Otro hallazgo de interés es el de Mora y colegas. Ellos documentaron que para cualquier índice de masa corporal (IMC), aquellos que hacen ejercicio regularmente tienen niveles más bajos de marcadores inflamatorios (Mora S, et al. Association of physical activity and body mass index with novel and traditional cardiovascular biomarkers in women. JAMA: the journal of the American Medical Association. 2006). Esta evidencia aporta 2 puntos de relevancia a tener en cuenta, como lo son el hecho de que 1) el ejercicio baja los niveles de inflamación y 2) el IMC no es criterio necesariamente para indicar que una persona entra en categorías de salud o enfermedad, ni de alguna forma de obesidad tan solo valorando el peso corporal. Y ello porque dicho índice no considera los compartimientos corporales. En este caso, dos personas pueden pesar igual pero uno tener un significativo sobrante de tejido graso y poco músculo y el otro presentar reducida grasa pero poseer un desarrollo importante de la masa muscular. Aquí en definitiva, también aparecen más datos que obligan a relativizar el valor del IMC, aun muy utilizado por varios profesionales desafortunadamente.

La relevancia del ejercicio en la OB radica en que el vínculo alterado entre el receptor y la hormona puede corregirse concretando la actividad física adecuada. Las potenciales consecuencias en la relación de esta incomunicación hormona/receptor con la resistencia a la insulina (RI) y la DBT2 (8 de cada 10 obesos la padecerá) está en el hecho de saberse que la falta de una adecuada sensibilidad de la insulina con su receptor genera una lipólisis aumentada ya que disminuye el efecto lipogénico de la hormona pancreática. Esto es, se presenta una lipólisis desregulada. Ello incrementa la circulación de ácidos grasos y triglicéridos en sangre, impactando finalmente en un trastorno metabólico asociado a esta hiperlipidemia. Como es de imaginar, esto se convierte en un círculo vicioso, donde la sobreabundancia de lípidos en sangre que no pueden acumularse en el adipocito acabará por acopiarse en varios tejidos, incluidos el hígado, el músculo esquelético y los islotes pancreáticos. El final de esto es la conocida lipotoxicidad, patología que afecta obligadamente el funcionamiento del tejido donde se instala, alterando fuerte y negativamente el metabolismo de la glucosa y ácidos grasos. El resultado, de no corregirse, es definitivamente grave, con enfermedades que pueden acabar con la vida de la persona.

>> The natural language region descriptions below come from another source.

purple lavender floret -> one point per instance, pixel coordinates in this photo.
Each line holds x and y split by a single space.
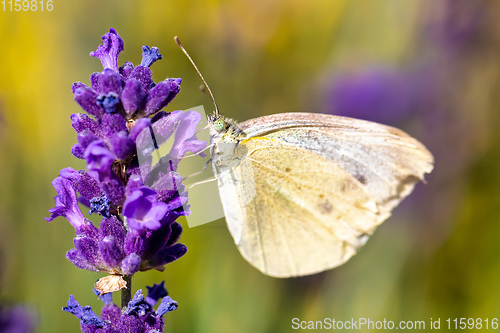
138 229
138 316
16 319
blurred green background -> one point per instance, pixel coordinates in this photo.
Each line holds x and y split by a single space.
429 67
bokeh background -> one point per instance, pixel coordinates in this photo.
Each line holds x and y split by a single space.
429 67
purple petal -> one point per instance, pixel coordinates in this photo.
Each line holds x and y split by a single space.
87 99
77 85
66 203
138 127
168 255
156 292
134 242
167 304
78 151
111 252
113 227
111 312
110 102
133 96
82 182
79 261
150 55
108 52
122 146
95 81
131 264
90 318
85 139
17 319
114 189
113 123
176 231
138 306
88 249
105 298
99 160
134 182
110 81
185 139
160 95
81 123
165 127
100 204
126 69
73 307
131 324
143 75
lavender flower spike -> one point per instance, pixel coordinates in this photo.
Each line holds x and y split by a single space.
108 52
143 210
139 315
150 55
66 204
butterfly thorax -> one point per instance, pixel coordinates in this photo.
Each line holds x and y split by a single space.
225 136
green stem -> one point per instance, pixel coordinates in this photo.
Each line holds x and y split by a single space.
127 292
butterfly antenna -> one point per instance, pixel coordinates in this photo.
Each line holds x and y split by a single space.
178 42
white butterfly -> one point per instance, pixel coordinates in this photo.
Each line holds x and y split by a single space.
302 192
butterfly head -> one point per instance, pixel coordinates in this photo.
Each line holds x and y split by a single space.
225 129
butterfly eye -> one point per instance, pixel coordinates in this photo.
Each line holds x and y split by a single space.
219 125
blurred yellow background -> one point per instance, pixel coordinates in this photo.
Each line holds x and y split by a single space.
429 67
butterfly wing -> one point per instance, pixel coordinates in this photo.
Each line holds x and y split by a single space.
292 212
386 160
110 283
313 187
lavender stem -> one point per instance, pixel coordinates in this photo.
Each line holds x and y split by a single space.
127 292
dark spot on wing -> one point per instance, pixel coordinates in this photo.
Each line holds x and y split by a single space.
325 207
361 179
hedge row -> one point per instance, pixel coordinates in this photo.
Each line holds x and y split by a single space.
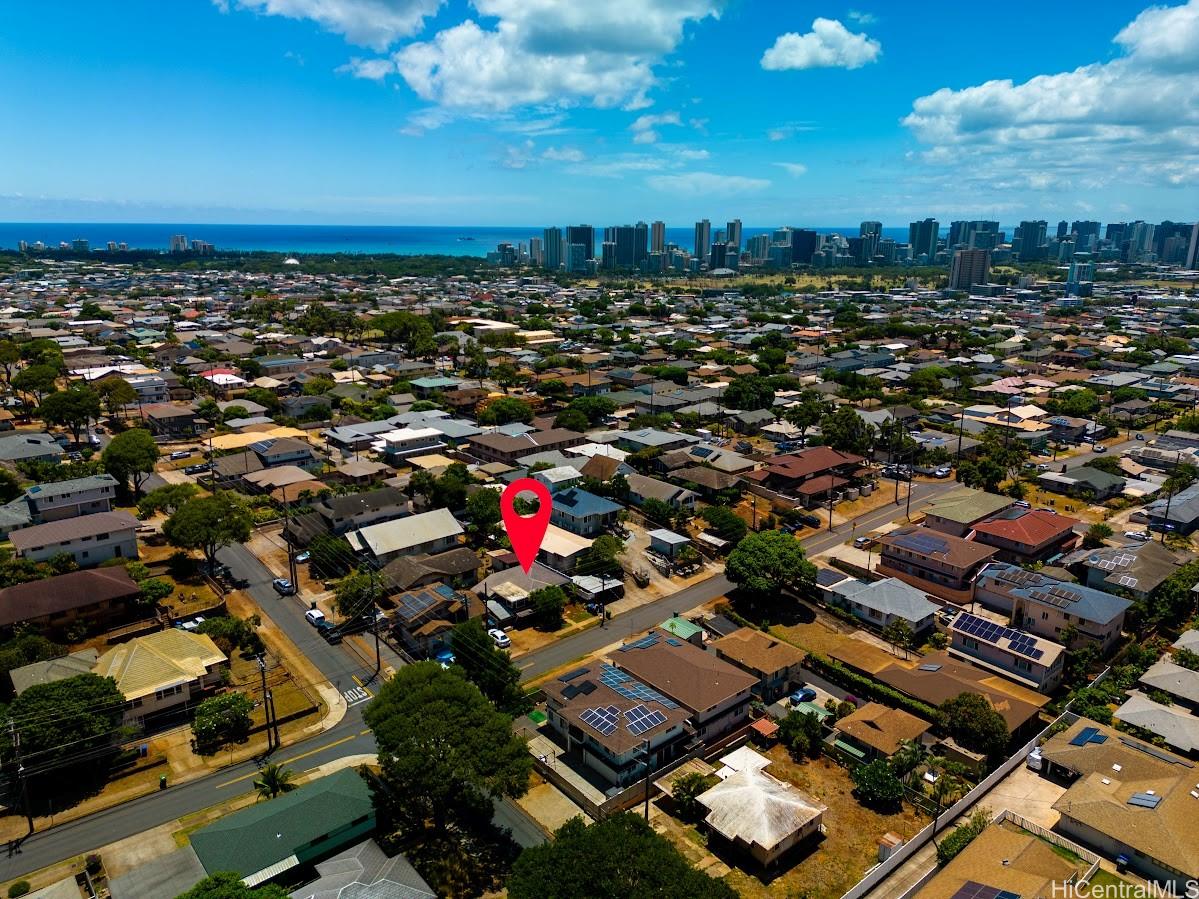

Los caminos que conducen al control y la mejora parecen estar en parte en la cualificación de la señalización del receptor de insulina por la hormona, proceso que se evidencia tanto en el músculo como en el adipocito cuando media el ejercicio. La relevancia de esto es de destacarse, porque la dislipemia no solo podrá corregirse por asociarse a la práctica de ciertas formas de actividad sino que esta favorecerá que el excedente de triglicéridos y ácidos grasos circulantes no acaben en depósitos ectópicos como hígado, tejido muscular y páncreas generando patologías sino metabolizados en músculo y eventualmente guardados prudentemente en el tejido adecuado, el adiposo.

Mientras tanto, metformina y caminata desde la medicina para esta problemática. Así, la calidad muscular desaparece, y el músculo también.